Three things are pivotal to the vision of Jude Kelly, the theatre and opera director, who will head the cultural festival. They are: that the festival reflects a multi-cultural society; that a symbol of the festival is an ocean-going clipper, the Olympic Friendship, which will be crewed by artists, scientists and environmentalists. It will make a four-year journey of discovery. And the third strand is an Olympic Institute, which will take a part of the Olympic stadium after the Games for "elite" arts, science and health projects.
Details of which plays and pieces of music will be presented are not yet decided, but Shakespeare and the classics, which were woefully lacking at the Dome, will definitely be shown.
The festival will, of course, catapult Ms Kelly to a key position in Britain's cultural pecking order. And that has been a long time coming. Before taking on the role of Olympic artistic director, Ms Kelly built up an outstanding reputation in the arts, and yet seemed to be the "nearly" woman.

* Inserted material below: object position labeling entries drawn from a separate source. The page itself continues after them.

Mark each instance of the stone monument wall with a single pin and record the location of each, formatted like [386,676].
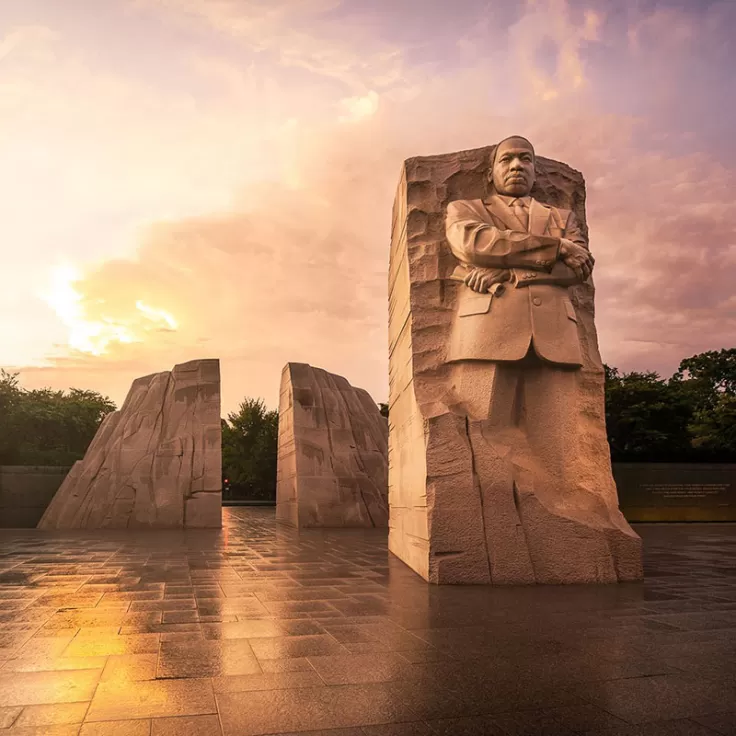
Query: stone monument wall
[332,456]
[25,493]
[157,462]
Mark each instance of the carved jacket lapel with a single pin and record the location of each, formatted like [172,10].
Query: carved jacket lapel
[539,215]
[501,211]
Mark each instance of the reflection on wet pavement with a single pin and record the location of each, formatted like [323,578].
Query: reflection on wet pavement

She was the founding director of the Battersea Arts Centre and the West Yorkshire Playhouse in Leeds. Her own productions have been staged at the National Theatre and the English National Opera, as well as at the Playhouse. Yet when she applied to run the National Theatre she failed to get the job, and was conscious of some unspoken bias against her.
Certainly, she is an outspoken and determined woman, eminently likeable, intense and serious, and committed to the arts as both a political force and something that can be life-changing. She has represented Britain within Unesco. Yet she surprised many in dropping her profile when she left Leeds to start an artists' centre in West Hampstead, north-west London.
But from now on the Olympics will occupy her and give one woman the unique chance to show her vision of Britain's arts and British society to the world.